2024.02.07 — Cryogenic electronics 開発 —


岩手大学の学生さんと一緒に液体アルゴンTPC用の低温エレキの開発をしています。この開発は、僕がKEKに着任した2016年から続いているものです。

上の写真はLTARS16Aと呼ばれるチップが搭載されている回路基板をまるごと液体窒素を充填したデュワーの中に浸して信号応答を確認しています。ASICはベアチップをプリント回路基板に直にワイヤーボンディングで実装したものを使用しています。低温試験では、ジュワーという激しい音を立てながら気泡と蒸気が発生するのでなかなか迫力があります。よくマイクロワイヤーが断線しないものだと感心するのですが、流石に何回も低温と室温を繰り返すと断線します。ちなみに液体窒素自体は絶縁体として働きます。なので直に浸しても回路的には影響ありません。

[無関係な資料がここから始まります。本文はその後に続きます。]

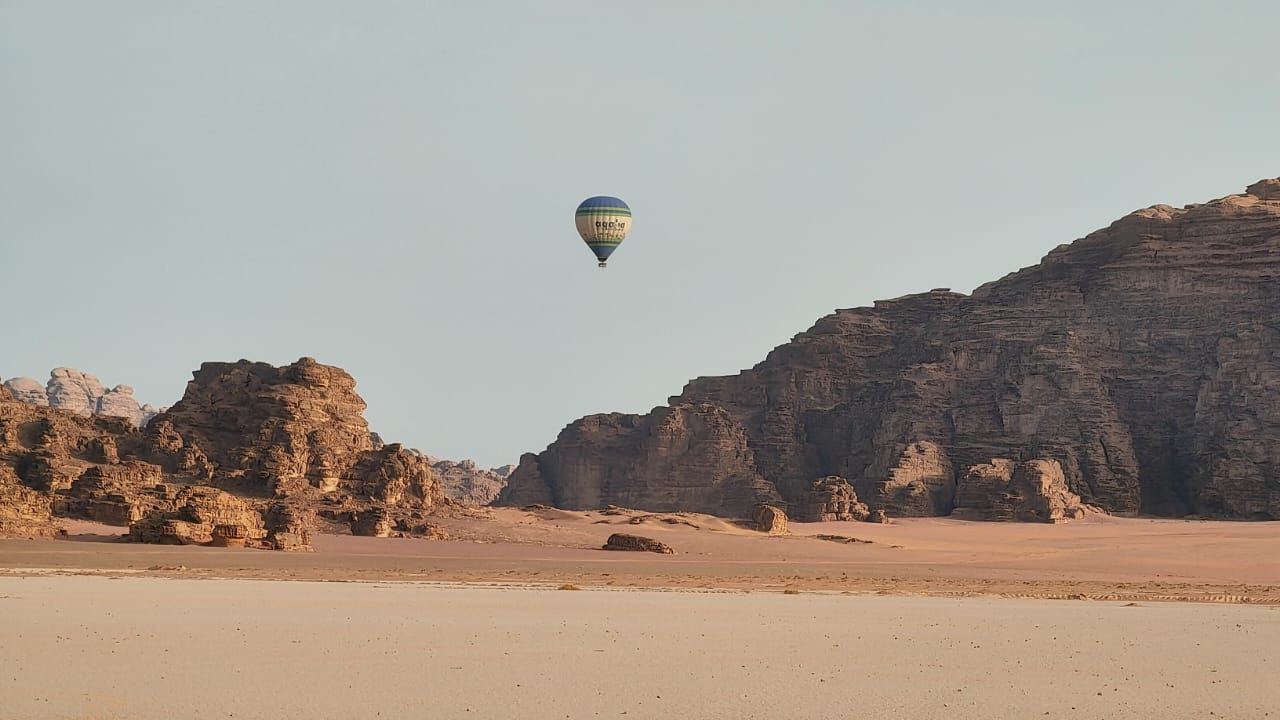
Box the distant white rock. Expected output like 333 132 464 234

一般的なCMOSチップは、室温環境を想定しているため、液体窒素とか液体アルゴンの温度といった低温で所望の性能を有するチップを設計することは結構大変です。市販のアナログバッファICなどは以前低温で試験した際に、発振してしまったためオンチップのバッファ回路でオシロスコープのプローブで波形を見れるようにしています。今回の試験で実用化に向けて多くの知見が得られました。あと1回くらい修正をかければ、KEKにある30 Lの液体アルゴンTPCと接続して、宇宙線からの信号を高いS/Nで検出できるようになるのではないかと期待しています。